- Born: 1949 (age 76–77) Hanamaki, Iwate Prefecture, Japan
- Education: Otis College of Art and Design

= Mineko Grimmer =

Japanese-American artist (born 1949)

Mineko Grimmer (美音子グリマー, born 1949) is a Los Angeles–based installation sound artist. Her work is influenced by both Eastern and Western cultures. She is inspired by the chance elements of John Cage as well as notions of time in Shinto shrines and Zen Gardens. Sound and silence are key elements in her work. The sculptures are finely crafted out of materials like bamboo, redwood, stone and water.

== Education and early work ==
Grimmer was born and raised in northern Japan and received her B.F.A and M.F.A from Otis College of Art and Design.

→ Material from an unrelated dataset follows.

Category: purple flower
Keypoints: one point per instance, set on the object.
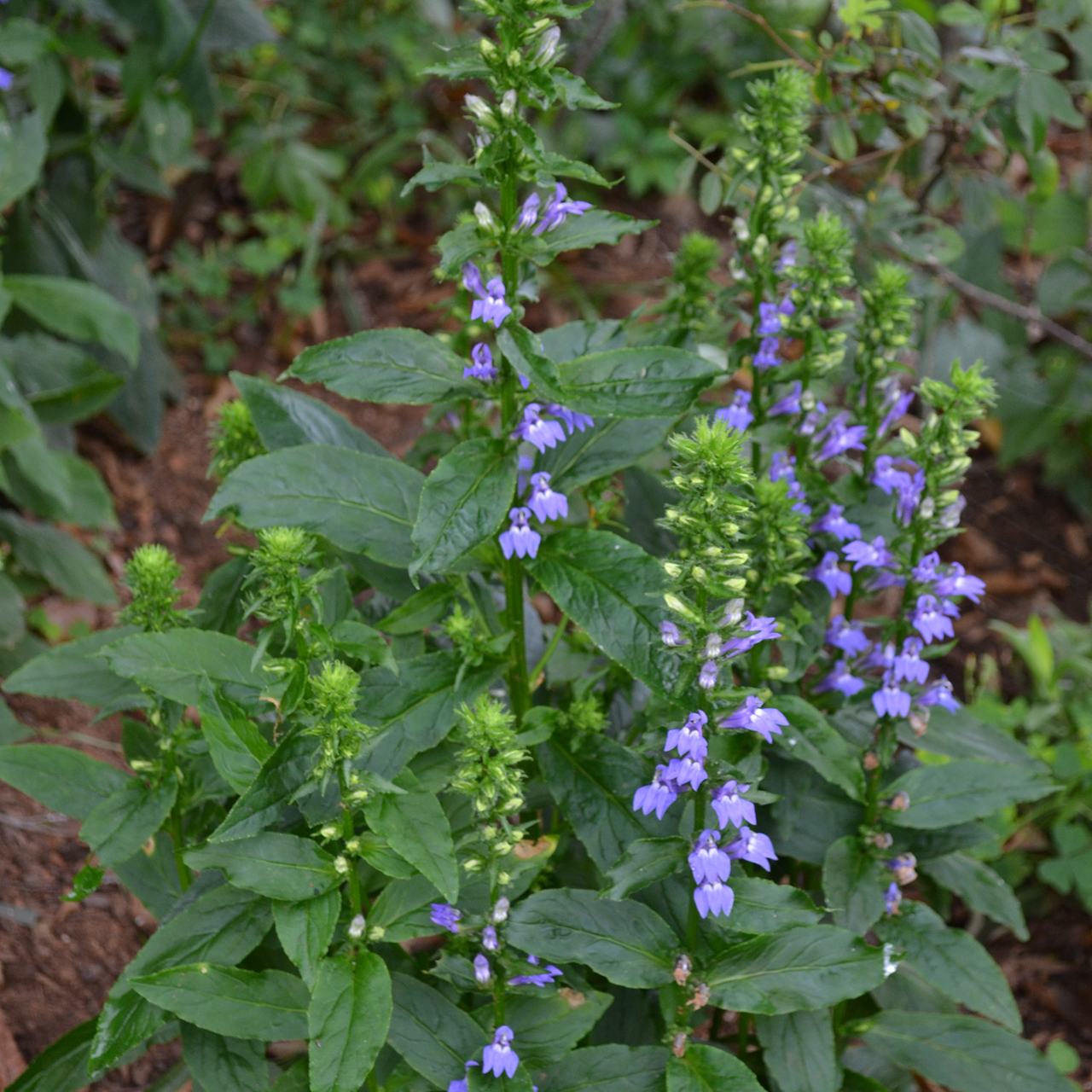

In the 1970s as a student at Otis she photographed the passage of time by photographing natural phenomena like shadows, waves and wind. At this time Grimmer started photographing blocks of ice and then freezing objects in blocks of ice The sound element intrigued her and in 1980's Grimmer started adding the sound element of melting ice in her installations. The first ice sculpture was shown at the Japan America Community Culture Center in downtown Los Angeles.

== Work and career ==
Grimmer collaborated with the composers Carl Stone, Mamoru Fujieda and John Cage. Cage and Grimmer collaborated on a project at MOCA in 1993. John Cage described her work as "beautiful and beautiful to listen to". Her sculpture is also included in John Cage's Number Pieces. Her work has been included in the SoundCulture Festival held in Japan in 1993.

== Collections ==
- Singlewheel, 1984, mixed media. Smithsonian Museum of Art.
- Remembering Plato, 1992, mixed media. Menil Collection.